The Big Idea

By Level 10, you’re not selling software anymore. You’re selling confidence, clarity, and long-term alignment. The company needs you to represent it in the highest-stakes conversations—whether that’s a boardroom, a government policy session, a strategic customer renewal, or an M&A conversation.

You are now one of the company’s most trusted public-facing assets. When you speak, people should listen—not because of your title, but because you bring insight that matters.

You Know You’re Struggling When

If you’re not part of the conversation when it matters most, your influence is optional—and easy to ignore.

Ideal State

You are a respected external voice—not just inside the company, but outside it. Your presence in a room changes the energy. Partners ask your opinion. Large customers see you as a long-term ally. Acquirers or investors view you as a strategic thinker, not just a builder.

You can walk into any room—technical or not—and create clarity, build trust, and help close the distance between confusion and conviction.

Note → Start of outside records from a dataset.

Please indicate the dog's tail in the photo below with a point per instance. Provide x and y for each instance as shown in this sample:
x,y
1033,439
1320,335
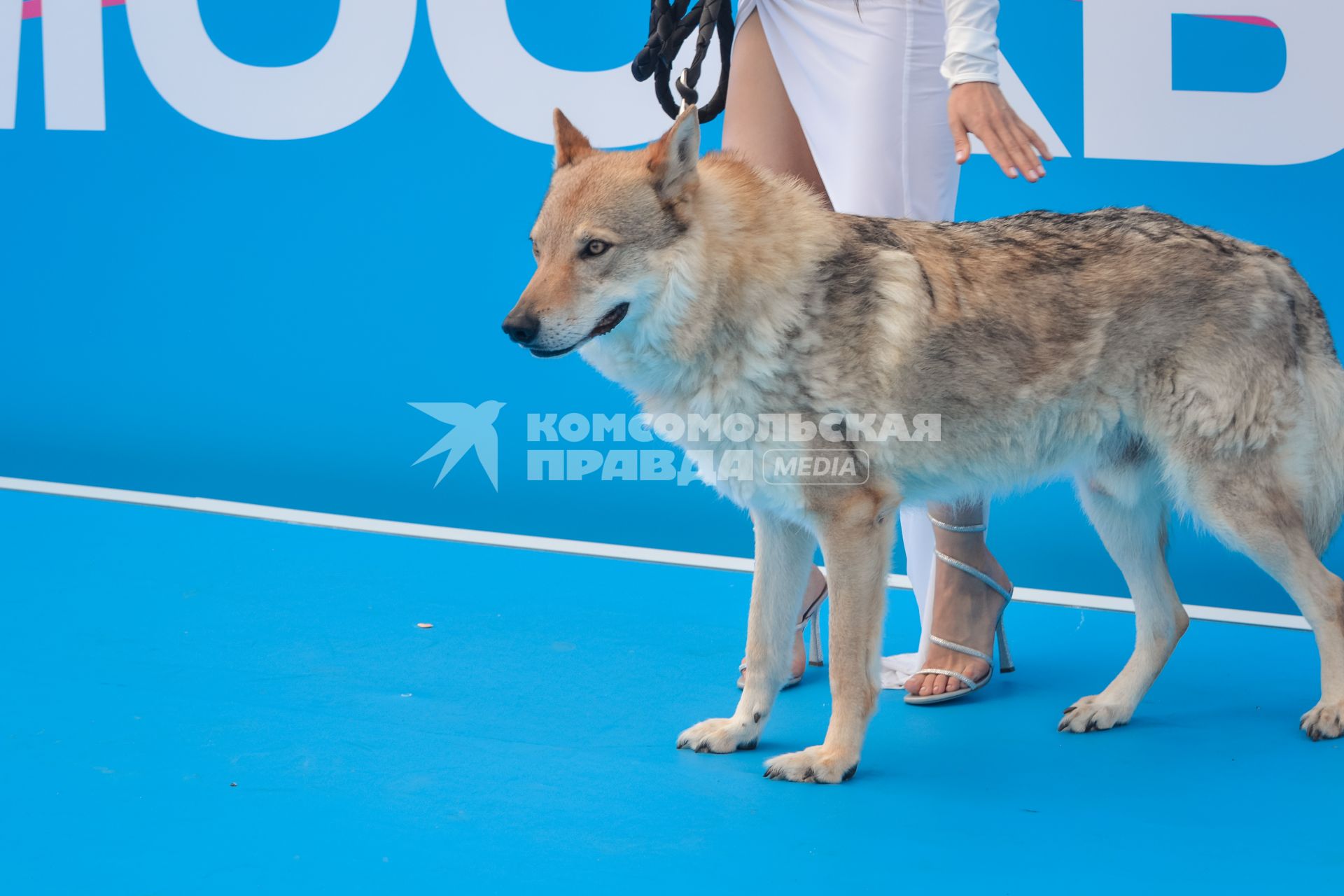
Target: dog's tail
x,y
1326,396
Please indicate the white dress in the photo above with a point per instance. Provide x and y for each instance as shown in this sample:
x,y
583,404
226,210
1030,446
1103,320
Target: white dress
x,y
869,83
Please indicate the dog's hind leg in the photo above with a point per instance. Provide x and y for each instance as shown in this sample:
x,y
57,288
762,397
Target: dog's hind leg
x,y
783,562
857,535
1129,510
1252,510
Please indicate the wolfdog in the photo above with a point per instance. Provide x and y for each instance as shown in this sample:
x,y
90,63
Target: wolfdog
x,y
1160,365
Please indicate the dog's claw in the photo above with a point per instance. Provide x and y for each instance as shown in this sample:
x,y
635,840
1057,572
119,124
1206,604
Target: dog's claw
x,y
1091,715
1324,722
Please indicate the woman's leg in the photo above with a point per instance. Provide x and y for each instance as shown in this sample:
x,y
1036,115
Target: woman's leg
x,y
758,120
952,603
961,609
760,124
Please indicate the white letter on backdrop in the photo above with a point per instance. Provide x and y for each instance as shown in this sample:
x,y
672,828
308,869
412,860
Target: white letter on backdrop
x,y
337,86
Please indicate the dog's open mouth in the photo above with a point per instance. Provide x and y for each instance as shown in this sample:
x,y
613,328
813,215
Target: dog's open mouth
x,y
609,320
604,326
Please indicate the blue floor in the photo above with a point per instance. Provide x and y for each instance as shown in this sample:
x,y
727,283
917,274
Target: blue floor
x,y
156,659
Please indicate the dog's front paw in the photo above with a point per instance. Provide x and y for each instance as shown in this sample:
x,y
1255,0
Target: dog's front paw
x,y
1324,720
815,764
720,735
1089,713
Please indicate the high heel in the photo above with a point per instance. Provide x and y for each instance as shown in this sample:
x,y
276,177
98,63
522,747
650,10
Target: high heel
x,y
1004,656
811,618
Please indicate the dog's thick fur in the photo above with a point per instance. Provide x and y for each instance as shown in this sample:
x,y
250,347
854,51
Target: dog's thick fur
x,y
1159,363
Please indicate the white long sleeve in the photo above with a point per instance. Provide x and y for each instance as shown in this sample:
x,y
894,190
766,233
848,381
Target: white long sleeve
x,y
972,43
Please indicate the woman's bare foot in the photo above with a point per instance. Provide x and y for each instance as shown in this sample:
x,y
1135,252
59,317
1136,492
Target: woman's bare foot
x,y
816,584
965,610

You don’t just represent tech. You represent the company’s future.

Closing the Gap

  1. Pick your arenas. Choose a few high-value spaces—executive customer engagements, industry panels, analyst briefings—and show up with force.
  2. Train for clarity. Don’t speak in features. Speak in outcomes, risks, leverage, and tradeoffs.
  3. Work with sales and BD. Don’t just show up. Co-design your presence in deals, renewals, and partnerships.
  4. Write like an executive. Create memos, decks, or point-of-view docs that travel beyond your presence.
  5. Turn consulting into strategy. When you advise, ask questions that shape direction—not just confirm alignment.